Итак, манера художника зависит в конечном счете от идеального, вымышленного образа. Вследствие этого вкус, по выражению Дидро, всегда «на лезвии бритвы». Однако непонятно, как находится художником эта грань: ведь «между красотой формы и ее уродством расстояние не больше толщины волоса; как же обрели художники ту сметку, которой необходимо обладать, дабы отыскать отдельные прекраснейшие разрозненные части, чтобы создать из них целое? Вот в чем вопрос» (3, 6, 284). Вопрос этот так мучит Дидро, так много раз ставится им снова и снова, что это в полной мере иллюстрирует его недовольство ответом, который можно было дать в рамках механистического материализма. Если художник изображает не столько природу саму по себе, сколько природу, преломленную через призму его идеального образа[17], то весь вопрос в том, как возникает этот образ. Простое, казалось бы, объяснение в том плане, что художник берет прекраснейшие части от разных природных образцов, а затем соединяет их в одно целое, не удовлетворяет Дидро именно своей механистичностью: ведь для того, чтобы знать, что должно быть присоединено и как, художник уже должен иметь представление о прекрасном целом, которого в природе нет. «Басни, друг мой, — пишет он в „Салонах“, — будто для создания подлинной или воображаемой статуи, которую древние называли каноном и которую я называю идеальным образцом, или истинной линией, они исследовали природу, заимствуя у нее в бесконечном количестве отдельных индивидуумов прекраснейшие части, из которых они создавали целое. Как установили бы они красоту этих частей? В особенности же тех, которые редко доступны нашему глазу, к примеру, живот, бедра, сочления ног и рук, и красоту которых росо piu, росо meno (чуть-чуть больше, чуть-чуть меньше) постигает столь незначительное число художников и которые не почитаются прекрасными в народном мнении, установившемся уже ко времени рождения художника и предопределяющем его суждение» (3, 6, 284). Для Дидро остается неясным, как формируется представление о прекрасном образце, но для него очевидно, что он не может быть продуктам созерцания природы, а скорее представляет собой результат творческой фантазии художника. Идеальная линия, идеальный образец красоты, говорит он, существовали только в представлении Агасиев, Рафаэлей, Пуссенов, Пюже, Пигалей, Фальконе, но великие мастера не могли передать это представление своим ученикам.
Именно этот идеальный образец, созданный великим мастером, по мнению Дидро, воспитывает характер и вкус целого народа, эпохи и в меньшем масштабе — живописных школ. Искусство основывается не столько на подражании природе (и следовательно, прекрасное недостаточно определять как «естественное»), сколько на подражании образцу, пребывающему в уме (в душе) художника.
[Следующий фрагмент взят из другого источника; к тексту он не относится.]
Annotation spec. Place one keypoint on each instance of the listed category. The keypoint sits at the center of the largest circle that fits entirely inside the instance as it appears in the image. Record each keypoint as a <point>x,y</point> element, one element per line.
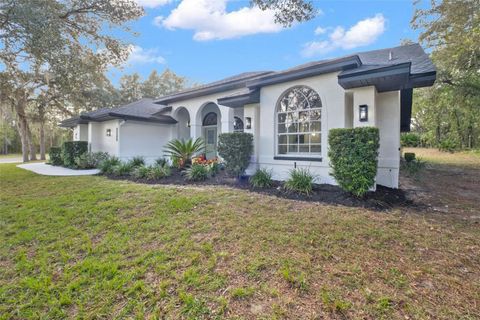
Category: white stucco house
<point>289,112</point>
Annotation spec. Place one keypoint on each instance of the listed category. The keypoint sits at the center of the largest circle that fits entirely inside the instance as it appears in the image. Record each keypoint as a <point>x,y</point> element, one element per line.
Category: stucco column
<point>251,115</point>
<point>227,115</point>
<point>90,135</point>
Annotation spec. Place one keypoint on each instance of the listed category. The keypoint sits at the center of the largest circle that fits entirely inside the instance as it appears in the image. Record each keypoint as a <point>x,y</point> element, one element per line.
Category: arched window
<point>299,122</point>
<point>237,124</point>
<point>210,119</point>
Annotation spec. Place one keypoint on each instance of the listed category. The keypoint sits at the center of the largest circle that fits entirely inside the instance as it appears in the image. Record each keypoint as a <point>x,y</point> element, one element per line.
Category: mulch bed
<point>382,199</point>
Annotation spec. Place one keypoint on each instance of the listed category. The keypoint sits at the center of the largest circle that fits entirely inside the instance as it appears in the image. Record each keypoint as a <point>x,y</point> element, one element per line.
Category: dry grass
<point>449,184</point>
<point>458,159</point>
<point>89,247</point>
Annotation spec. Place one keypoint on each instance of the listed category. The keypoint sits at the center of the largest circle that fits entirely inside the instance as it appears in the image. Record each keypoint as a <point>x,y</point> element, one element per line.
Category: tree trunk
<point>31,145</point>
<point>41,113</point>
<point>19,103</point>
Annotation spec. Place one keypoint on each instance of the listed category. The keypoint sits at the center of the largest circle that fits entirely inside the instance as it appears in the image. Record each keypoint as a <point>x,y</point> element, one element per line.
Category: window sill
<point>317,159</point>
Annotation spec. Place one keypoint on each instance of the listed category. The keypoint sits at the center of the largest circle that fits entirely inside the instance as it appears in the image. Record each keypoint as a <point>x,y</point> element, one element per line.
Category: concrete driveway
<point>11,160</point>
<point>48,170</point>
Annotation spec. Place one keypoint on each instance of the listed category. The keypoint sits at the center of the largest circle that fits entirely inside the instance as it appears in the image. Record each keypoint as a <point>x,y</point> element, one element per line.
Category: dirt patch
<point>382,199</point>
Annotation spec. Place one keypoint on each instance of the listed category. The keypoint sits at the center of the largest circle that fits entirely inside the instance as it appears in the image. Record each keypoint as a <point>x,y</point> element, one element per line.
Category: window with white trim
<point>298,122</point>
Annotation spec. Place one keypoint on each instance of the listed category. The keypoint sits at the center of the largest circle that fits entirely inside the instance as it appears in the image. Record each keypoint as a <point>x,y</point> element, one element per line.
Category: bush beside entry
<point>353,157</point>
<point>72,150</point>
<point>55,156</point>
<point>235,148</point>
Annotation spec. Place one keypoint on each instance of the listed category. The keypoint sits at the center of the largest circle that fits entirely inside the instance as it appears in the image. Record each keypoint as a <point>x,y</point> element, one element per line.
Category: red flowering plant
<point>212,165</point>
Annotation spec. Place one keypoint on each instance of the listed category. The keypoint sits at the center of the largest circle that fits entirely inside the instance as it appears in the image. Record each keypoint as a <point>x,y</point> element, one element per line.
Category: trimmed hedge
<point>410,139</point>
<point>353,157</point>
<point>72,150</point>
<point>409,156</point>
<point>55,155</point>
<point>235,148</point>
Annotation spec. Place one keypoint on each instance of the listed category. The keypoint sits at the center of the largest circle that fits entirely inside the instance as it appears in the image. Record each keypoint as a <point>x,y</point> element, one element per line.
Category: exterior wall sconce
<point>363,112</point>
<point>248,123</point>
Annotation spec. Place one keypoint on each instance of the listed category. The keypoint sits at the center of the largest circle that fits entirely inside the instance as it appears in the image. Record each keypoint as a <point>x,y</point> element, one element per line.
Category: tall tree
<point>449,112</point>
<point>159,85</point>
<point>51,34</point>
<point>130,88</point>
<point>288,11</point>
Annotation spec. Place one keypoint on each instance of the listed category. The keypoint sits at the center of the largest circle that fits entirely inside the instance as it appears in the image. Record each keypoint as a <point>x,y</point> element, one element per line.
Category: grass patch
<point>90,247</point>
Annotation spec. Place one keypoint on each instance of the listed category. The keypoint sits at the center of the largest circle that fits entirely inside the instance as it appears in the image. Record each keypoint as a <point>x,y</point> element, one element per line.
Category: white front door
<point>210,136</point>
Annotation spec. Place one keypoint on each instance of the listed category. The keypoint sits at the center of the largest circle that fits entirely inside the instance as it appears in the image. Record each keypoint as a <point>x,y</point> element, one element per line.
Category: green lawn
<point>89,247</point>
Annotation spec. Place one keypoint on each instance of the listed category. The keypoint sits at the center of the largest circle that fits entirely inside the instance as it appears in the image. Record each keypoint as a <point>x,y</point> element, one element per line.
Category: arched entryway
<point>210,117</point>
<point>183,125</point>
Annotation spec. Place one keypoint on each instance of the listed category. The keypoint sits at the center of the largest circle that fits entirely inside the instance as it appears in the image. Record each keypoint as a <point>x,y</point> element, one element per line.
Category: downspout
<point>117,135</point>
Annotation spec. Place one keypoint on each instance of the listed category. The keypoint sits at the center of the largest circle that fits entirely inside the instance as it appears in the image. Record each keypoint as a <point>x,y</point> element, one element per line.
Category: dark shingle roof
<point>413,53</point>
<point>142,110</point>
<point>361,62</point>
<point>230,83</point>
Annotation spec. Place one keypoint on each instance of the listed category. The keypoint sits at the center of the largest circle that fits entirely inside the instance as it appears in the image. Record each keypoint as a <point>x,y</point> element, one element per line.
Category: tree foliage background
<point>53,59</point>
<point>447,115</point>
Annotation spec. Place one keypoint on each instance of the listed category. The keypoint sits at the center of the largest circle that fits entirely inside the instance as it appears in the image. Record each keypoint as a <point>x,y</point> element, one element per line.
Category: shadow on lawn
<point>382,199</point>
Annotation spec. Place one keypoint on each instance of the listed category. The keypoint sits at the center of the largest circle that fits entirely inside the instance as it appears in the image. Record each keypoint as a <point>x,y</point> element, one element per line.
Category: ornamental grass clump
<point>137,161</point>
<point>122,169</point>
<point>182,151</point>
<point>107,165</point>
<point>55,156</point>
<point>140,172</point>
<point>90,160</point>
<point>301,181</point>
<point>197,172</point>
<point>157,172</point>
<point>262,178</point>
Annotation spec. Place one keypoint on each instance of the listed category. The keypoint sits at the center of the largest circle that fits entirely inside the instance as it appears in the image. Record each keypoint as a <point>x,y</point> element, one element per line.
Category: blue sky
<point>206,40</point>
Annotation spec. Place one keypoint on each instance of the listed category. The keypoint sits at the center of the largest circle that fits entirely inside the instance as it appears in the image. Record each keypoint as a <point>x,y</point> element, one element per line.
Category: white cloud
<point>210,20</point>
<point>138,55</point>
<point>320,30</point>
<point>363,33</point>
<point>152,3</point>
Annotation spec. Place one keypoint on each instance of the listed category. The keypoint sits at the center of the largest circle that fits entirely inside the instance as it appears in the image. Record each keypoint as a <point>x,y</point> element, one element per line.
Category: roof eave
<point>232,85</point>
<point>143,119</point>
<point>309,71</point>
<point>240,100</point>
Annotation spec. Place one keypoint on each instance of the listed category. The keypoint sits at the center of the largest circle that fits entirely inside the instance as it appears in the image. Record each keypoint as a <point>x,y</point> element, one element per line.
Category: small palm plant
<point>182,151</point>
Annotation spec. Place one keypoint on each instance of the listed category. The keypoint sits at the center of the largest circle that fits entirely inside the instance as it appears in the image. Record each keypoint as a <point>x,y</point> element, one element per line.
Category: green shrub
<point>140,172</point>
<point>410,139</point>
<point>90,160</point>
<point>182,151</point>
<point>235,148</point>
<point>158,172</point>
<point>55,156</point>
<point>213,168</point>
<point>161,162</point>
<point>72,150</point>
<point>137,161</point>
<point>409,156</point>
<point>106,166</point>
<point>353,157</point>
<point>262,178</point>
<point>197,172</point>
<point>122,169</point>
<point>301,181</point>
<point>448,145</point>
<point>413,168</point>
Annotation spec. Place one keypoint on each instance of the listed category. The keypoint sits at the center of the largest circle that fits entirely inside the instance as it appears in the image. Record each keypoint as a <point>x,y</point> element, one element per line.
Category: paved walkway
<point>48,170</point>
<point>11,160</point>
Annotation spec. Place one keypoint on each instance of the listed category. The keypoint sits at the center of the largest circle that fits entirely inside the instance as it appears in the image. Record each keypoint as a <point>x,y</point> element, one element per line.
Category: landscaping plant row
<point>353,156</point>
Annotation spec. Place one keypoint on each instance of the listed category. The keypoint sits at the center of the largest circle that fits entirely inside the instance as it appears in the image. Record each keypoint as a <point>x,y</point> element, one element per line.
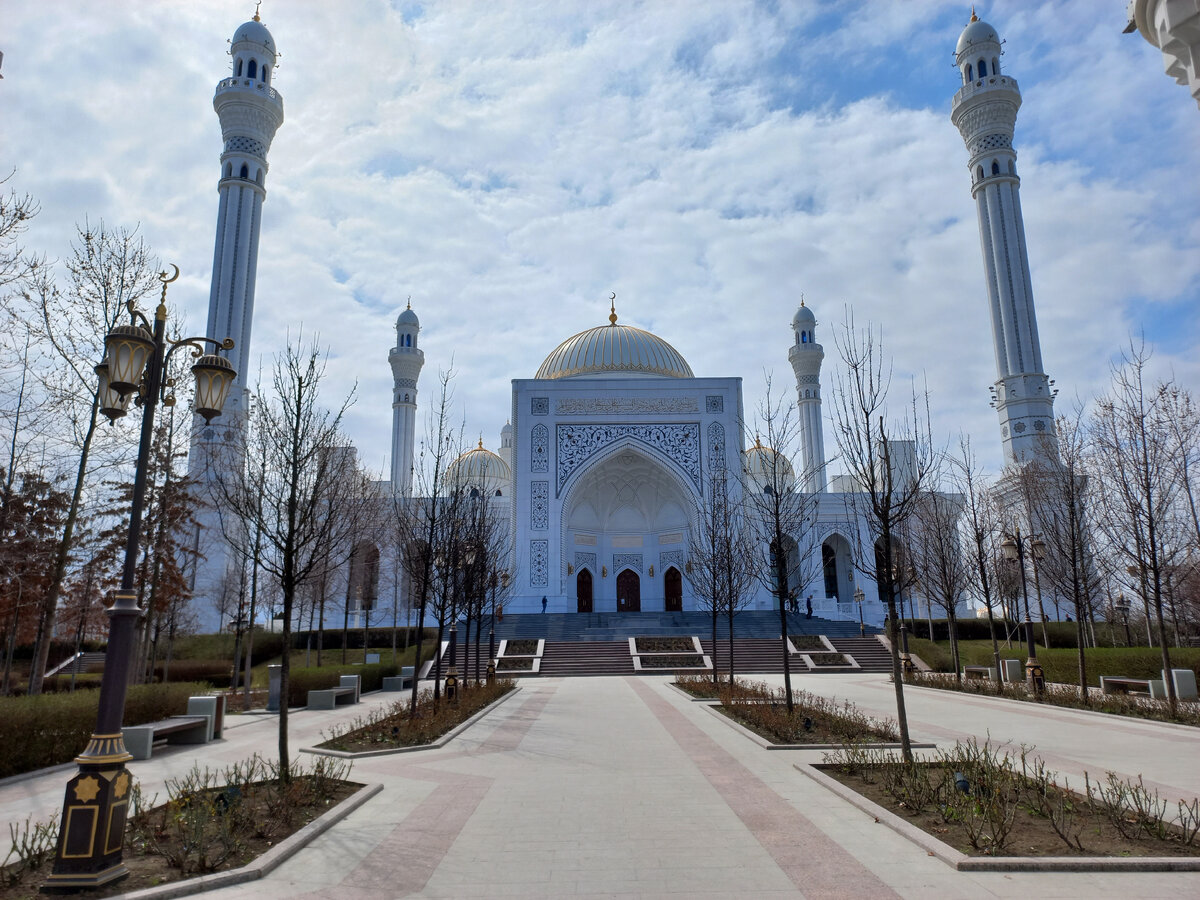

Верность созданному самим художником образцу и создает вкус, находящийся «на лезвии бритвы», и если педантичное подражание природе делает искусство убогим, скудным, мелочным, то отход от идеального прообраза порождает манерность и фальшь. Таким образом, противоречие между «естественным» и «искусственным» развертывается в парадокс подражания природе и вымысла[18]; он и становится фокусом пристального внимания Дидро в его работе «Парадокс об актере» (опубликованная в 1770 г. как отрывок и завершенная в 1773 г., эта работа при жизни Дидро полностью напечатана не была).
Парадоксами полны все «Салоны», и парадоксальность эта, скорее невольная и бессознательная в первых «Салонах», «все более начинает осознаваться Дидро, мучить его, выводить из эстетического равновесия и толкать на какие-то попытки саморефлексии» (9, 160).
Если в «Салонах» отмеченные противоречия часто скрыты в толще конкретного материала, то «Парадокс об актере» — это сознательная рефлексия над ними. Несовпадение истины и вымысла принимает здесь форму противоположности природной чувствительности и мастерства актера. В этой работе речь идет о манере игры актера, о том, в каком случае он создаст наиболее убедительный образ — тогда, когда он, так сказать, настолько слился с изображаемым им персонажем (говоря словами К. С. Станиславского, «вчувствовался» в него), что не отделяет себя от него, или когда актер не только «вживается» в образ, но и непрерывно контролирует себя как бы со стороны (что оказывается ближе артисту театра Б. Брехта). В каком случае он произведет на зрителя наиболее сильное впечатление?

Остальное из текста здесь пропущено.